Being branded a terrorism suspect also has far-reaching privacy implications. The watchlist is widely accessible, and government officials routinely collect the biometric data of watchlisted individuals, including their fingerprints and DNA strands. Law enforcement has likewise been directed to gather any and all available evidence when encountering watchlisted individuals, including receipts, business cards, health information and bank statements.

Watchlisting is an awesome power, and if used, must be exercised prudently and transparently.

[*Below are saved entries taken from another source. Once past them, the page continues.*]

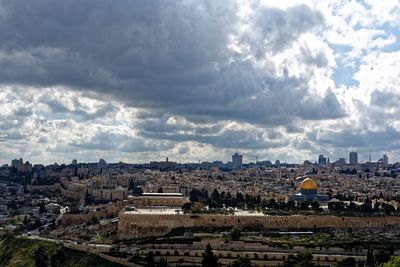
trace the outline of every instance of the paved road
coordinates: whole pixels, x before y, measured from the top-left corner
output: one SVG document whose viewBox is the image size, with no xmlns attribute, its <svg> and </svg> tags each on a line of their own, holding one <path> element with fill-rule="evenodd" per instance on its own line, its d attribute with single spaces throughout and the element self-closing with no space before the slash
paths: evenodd
<svg viewBox="0 0 400 267">
<path fill-rule="evenodd" d="M 72 241 L 72 240 L 68 240 L 68 239 L 53 239 L 53 238 L 48 238 L 48 237 L 42 237 L 36 234 L 22 234 L 22 236 L 24 238 L 28 238 L 28 239 L 33 239 L 33 240 L 43 240 L 43 241 L 47 241 L 47 242 L 52 242 L 55 244 L 62 244 L 64 246 L 70 246 L 70 245 L 81 245 L 81 246 L 86 246 L 88 248 L 108 248 L 111 249 L 113 247 L 115 247 L 114 245 L 109 245 L 109 244 L 92 244 L 92 243 L 80 243 L 80 242 L 76 242 L 76 241 Z"/>
</svg>

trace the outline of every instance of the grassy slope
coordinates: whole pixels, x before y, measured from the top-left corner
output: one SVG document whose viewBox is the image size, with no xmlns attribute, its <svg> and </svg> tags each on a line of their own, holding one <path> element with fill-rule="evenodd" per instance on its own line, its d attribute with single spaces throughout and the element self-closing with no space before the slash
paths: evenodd
<svg viewBox="0 0 400 267">
<path fill-rule="evenodd" d="M 0 239 L 0 266 L 35 267 L 35 252 L 42 248 L 47 256 L 47 266 L 60 267 L 119 267 L 93 254 L 67 249 L 45 241 L 4 237 Z"/>
</svg>

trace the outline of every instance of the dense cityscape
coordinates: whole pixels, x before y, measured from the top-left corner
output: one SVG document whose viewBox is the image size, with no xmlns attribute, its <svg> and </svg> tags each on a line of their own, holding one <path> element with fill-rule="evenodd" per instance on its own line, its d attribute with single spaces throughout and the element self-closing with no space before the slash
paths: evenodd
<svg viewBox="0 0 400 267">
<path fill-rule="evenodd" d="M 309 264 L 373 266 L 400 254 L 400 163 L 359 163 L 357 152 L 349 162 L 243 159 L 15 159 L 0 168 L 0 233 L 126 266 L 201 265 L 207 246 L 223 266 L 286 266 L 296 253 Z"/>
</svg>

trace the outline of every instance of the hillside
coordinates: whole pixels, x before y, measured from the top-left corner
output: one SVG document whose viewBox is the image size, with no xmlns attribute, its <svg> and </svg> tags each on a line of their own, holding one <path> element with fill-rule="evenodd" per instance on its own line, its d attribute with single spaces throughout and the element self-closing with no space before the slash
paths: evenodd
<svg viewBox="0 0 400 267">
<path fill-rule="evenodd" d="M 3 237 L 0 239 L 0 266 L 7 267 L 78 267 L 122 265 L 99 256 L 71 250 L 45 241 Z"/>
</svg>

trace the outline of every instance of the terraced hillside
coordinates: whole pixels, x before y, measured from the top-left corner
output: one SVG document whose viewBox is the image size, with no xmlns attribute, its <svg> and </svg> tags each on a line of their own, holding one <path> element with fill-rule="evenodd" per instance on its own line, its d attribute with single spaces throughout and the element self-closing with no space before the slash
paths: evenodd
<svg viewBox="0 0 400 267">
<path fill-rule="evenodd" d="M 0 266 L 120 267 L 122 265 L 50 242 L 7 236 L 0 239 Z"/>
</svg>

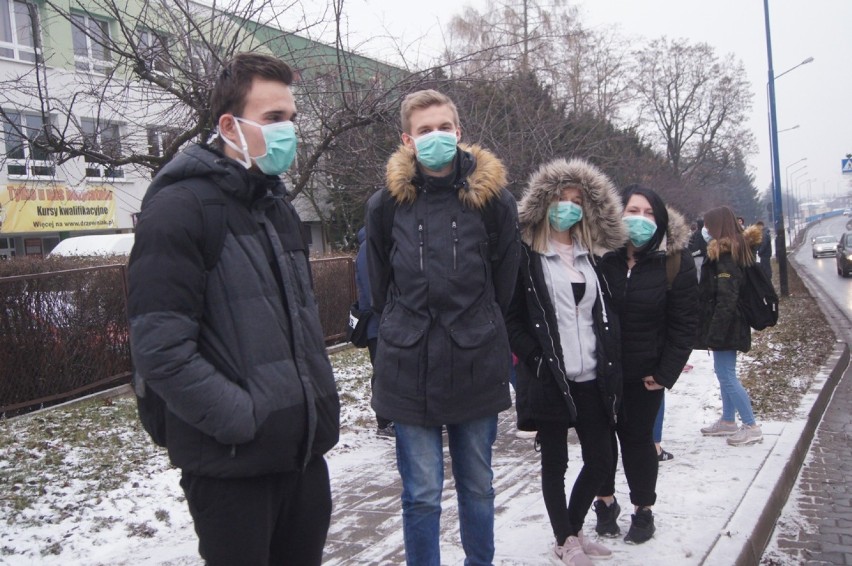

The standards for inclusion should be appropriately narrow, the evidence relied upon credible and genuine, and the redress and review procedures consistent with basic constitutional requirements of fairness and due process. Instead, watchlisting is being used arbitrarily under a cloud of secrecy.

A watchlist saturated with innocent people diverts attention from real, genuine threats. A watchlist that disproportionately targets Arab and Muslim Americans or other minorities stigmatizes innocent people and alienates them from law enforcement. A watchlist based on poor standards and secret processes raises major constitutional concerns, including the right to travel freely and not to be deprived of liberty without due process of law.

Indeed, you can’t help but wonder: are you already on the watchlist?